Maguranis said that 10 years ago in Belmont a coyote killed 17 cats. “People were out of their minds,’’ he said. “They felt a lot like the people in Newton.’’
But instead of try to get rid of the coyotes, his department launched an educational campaign, using community meetings, newspaper articles, and announcements on local television stations. Maguranis visited residents, telling them how to protect their pets and children, and how to harass coyotes to make them avoid people.
“We instinctively fear things we don’t understand, and by educating people it lowers the fear factors,’’ he said. Residents of Belmont, he said, get along just fine today with the local coyote population.
“Nine or 10 years ago, my phone would ring a couple times a day with people out of their mind because a coyote ran through their backyard, wanting me to come shoot it,’’ he said. “Now, people call me up and say, ‘Hey, John, there’s a beautiful coyote up on X Street.’ ’’
A number of Newton residents aren’t totally convinced.

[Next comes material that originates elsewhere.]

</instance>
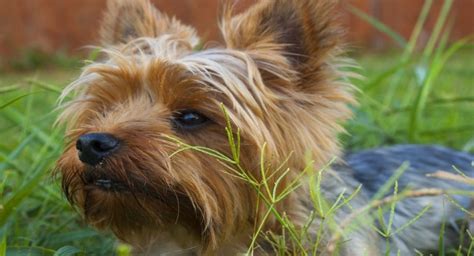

Toyias said she thinks education is an important part of the equation, but it can’t be the whole solution.
“I feel that it’s better to be proactive, not looking down the road to ‘what if.’ ’’
Toyias also said she’s getting phone calls and e-mails of support from people in the community. She hopes to schedule a meeting with Gobi and get as many local residents as possible involved in lobbying for the proposed change in the trapping law.
“We might have some numbers behind us,’’ Toyias said.